L’usage d’un smartphone n’est pas le gage de la compétence pour remplir un formulaire en ligne. Les réponses normées des foires aux questions des sites de l’administration ne sont pas satisfaisantes pour tous.

Quel enjeu représente l’irruption du numérique dans le secteur du travail social ?

VM : Les éléments de dématérialisation font entrer les usagers (en ce sens nous le sommes tous) dans le monde numérique ; gageons que les digital nativ ne connaîtront pas les mêmes difficultés pour utiliser ces outils.

Les pratiques professionnelles vont être transformées de façon majeure. La question actuelle est de savoir si cet autre type de médiation deviendra ou non constitutif d’une compétence nouvelle chez le travailleur social comme pour l’encadrement, alors même que son acception est différente selon le positionnement dans une hiérarchie.

L’édu-communication et la médiation numérique sont insuffisamment traitées dans le champ de la formation du travail social. Nous sommes toutes et tous dans un apprentissage permanent à la médiation numérique. À ce stade, il faut qualifier les usages quotidiens ou plus innovants de ces technologies en fonction des publics pour identifier en quoi les évolutions impactent la formation et la recherche en travail social et comment elles transforment les professionnalités. C’est l’objet de la recherche-action que nous conduisons en région Paca, qui s’attache à sérier et à saisir ces usages sur le terrain.

HR : S’ajoute à la complexité du langage administratif, celle du langage numérique. Dans la pratique, ceux qui ne parviennent pas à exercer un droit en ligne perdent confiance dans l’institution et se sentent victimes d’un manque de considération, d’un rejet.

L’enjeu est d’accompagner les usages pour rendre les services sociaux et médicosociaux plus facilement accessibles. Les personnes qui ont des difficultés d’accès à leurs droits demandent à être guidées, ce qui nécessite du temps et des ressources humaines. Les mettre en capacité d’utiliser les services en ligne est un réel investissement pour l’avenir.

Le professionnel est donc un pilier majeur dans le rapport entre l’administration et l’usager pour répondre à ses besoins de médiation. Le plus gros défi à venir est de savoir détecter les fragilités numériques pour actionner les leviers avant l’e-exclusion. Il faut oser dire que tout le monde ne connaît pas le numérique pour dédramatiser la demande d’aide.

La dématérialisation simplifie-t-elle vraiment ? Comment améliorer l’usage du numérique ?

VM : Je ne suis pas dans une posture de jugement par rapport à une technophobie ou une technofolie, mais je cherche à comprendre concrètement quels sont les usages et comment les travailleurs sociaux réfléchissent ces transformations dans leurs pratiques quotidiennes.

Notre recherche-action interroge aussi ce qui relève de l’imaginaire et des représentations sociales, du vivre ensemble pour voir si ce développement technologique fait réellement gagner du temps, de la qualité dans les relations et de l’efficacité.

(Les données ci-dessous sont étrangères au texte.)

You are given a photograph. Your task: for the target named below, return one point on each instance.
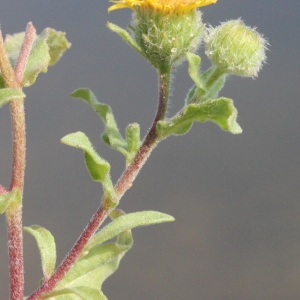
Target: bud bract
(166, 38)
(236, 48)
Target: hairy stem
(12, 79)
(123, 184)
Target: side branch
(121, 187)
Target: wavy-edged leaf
(126, 222)
(111, 135)
(93, 268)
(13, 197)
(97, 166)
(57, 43)
(46, 50)
(47, 248)
(76, 293)
(7, 94)
(193, 69)
(48, 47)
(220, 111)
(133, 138)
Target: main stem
(121, 187)
(12, 80)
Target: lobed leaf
(97, 166)
(126, 222)
(220, 111)
(47, 248)
(193, 69)
(133, 141)
(111, 135)
(48, 47)
(93, 268)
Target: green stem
(123, 184)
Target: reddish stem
(12, 79)
(121, 187)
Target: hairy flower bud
(236, 48)
(166, 38)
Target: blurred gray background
(236, 199)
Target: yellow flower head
(163, 6)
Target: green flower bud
(236, 48)
(165, 39)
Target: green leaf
(46, 245)
(57, 44)
(97, 166)
(13, 45)
(7, 94)
(111, 135)
(93, 268)
(127, 222)
(133, 140)
(13, 197)
(47, 49)
(76, 293)
(220, 111)
(193, 70)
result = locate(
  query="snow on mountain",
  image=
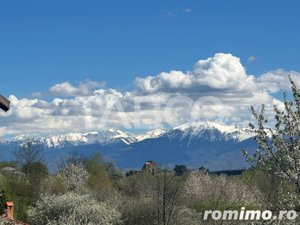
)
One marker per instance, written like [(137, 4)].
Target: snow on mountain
[(109, 136), (211, 131), (150, 134), (196, 144)]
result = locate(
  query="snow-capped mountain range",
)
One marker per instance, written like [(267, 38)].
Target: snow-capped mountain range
[(195, 144)]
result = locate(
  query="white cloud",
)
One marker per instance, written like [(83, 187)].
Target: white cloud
[(67, 89), (251, 59), (216, 89), (278, 80)]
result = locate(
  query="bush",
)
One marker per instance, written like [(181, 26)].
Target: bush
[(71, 209)]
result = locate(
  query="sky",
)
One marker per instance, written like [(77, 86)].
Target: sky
[(77, 66)]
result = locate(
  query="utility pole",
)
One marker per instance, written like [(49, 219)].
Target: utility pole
[(4, 103)]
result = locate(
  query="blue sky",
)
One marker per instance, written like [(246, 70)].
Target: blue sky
[(63, 64), (46, 42)]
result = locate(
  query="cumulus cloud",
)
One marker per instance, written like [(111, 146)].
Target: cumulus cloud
[(275, 81), (222, 72), (217, 89), (251, 59), (67, 89)]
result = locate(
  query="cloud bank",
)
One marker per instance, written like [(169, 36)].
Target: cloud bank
[(217, 89)]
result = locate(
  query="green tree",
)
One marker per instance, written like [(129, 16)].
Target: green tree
[(278, 151)]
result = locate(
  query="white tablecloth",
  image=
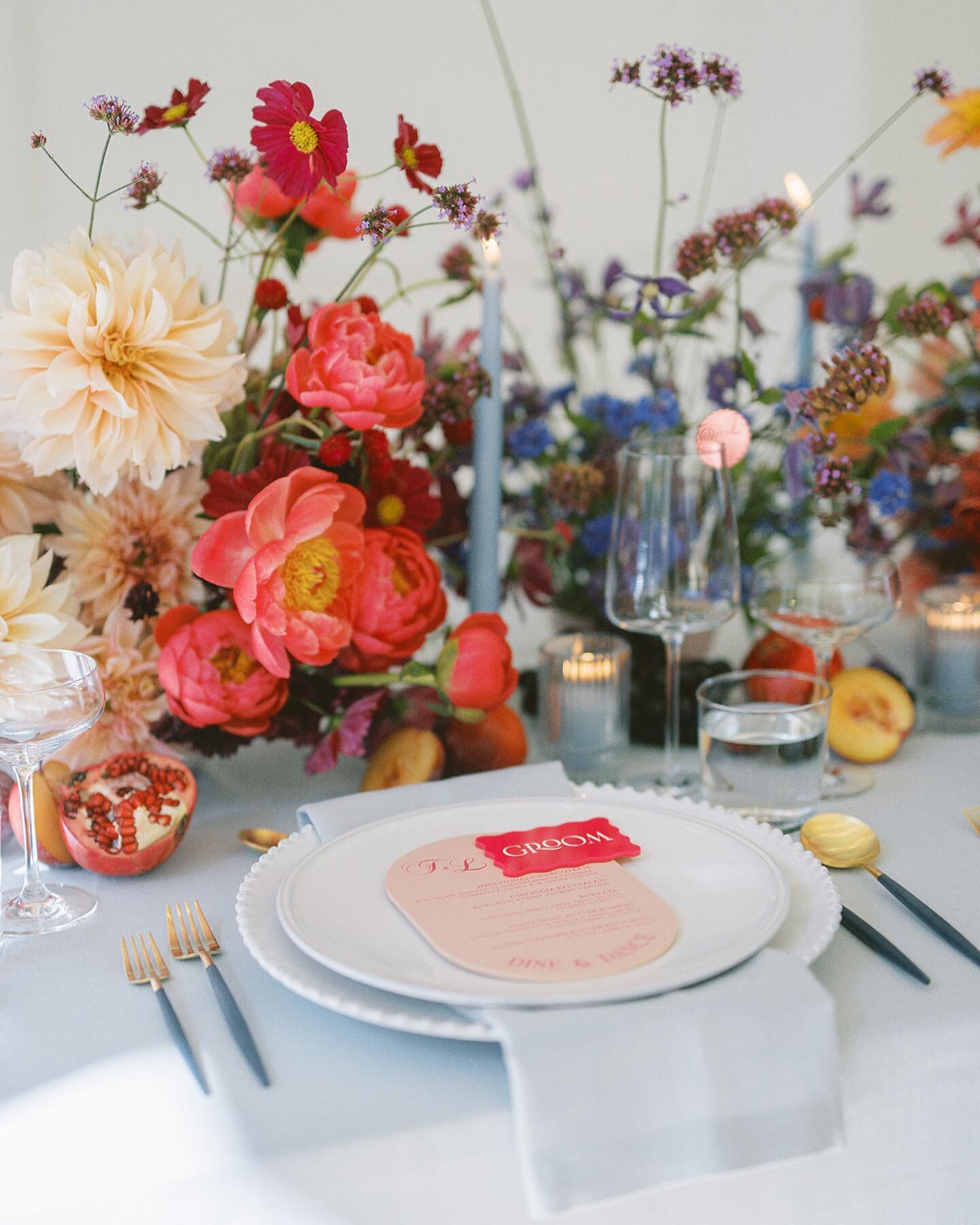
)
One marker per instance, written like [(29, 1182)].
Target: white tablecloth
[(365, 1126)]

HR : Il faut se poser la question du sens de la dématérialisation. Le numérique peut être un levier efficace pour faciliter les parcours vers les droits, notamment parce qu’internet permet d’engager des démarches de manière discrète.

La dématérialisation peut amener une relation de services renouvelée, pour rapprocher les usagers de l’administration, leur fournir facilement des informations, réduire les temps de traitement des dossiers et des procédures d’actualisation des droits.

Pour réussir, l’État doit accorder les moyens et le temps nécessaires pour former, accompagner, expliquer.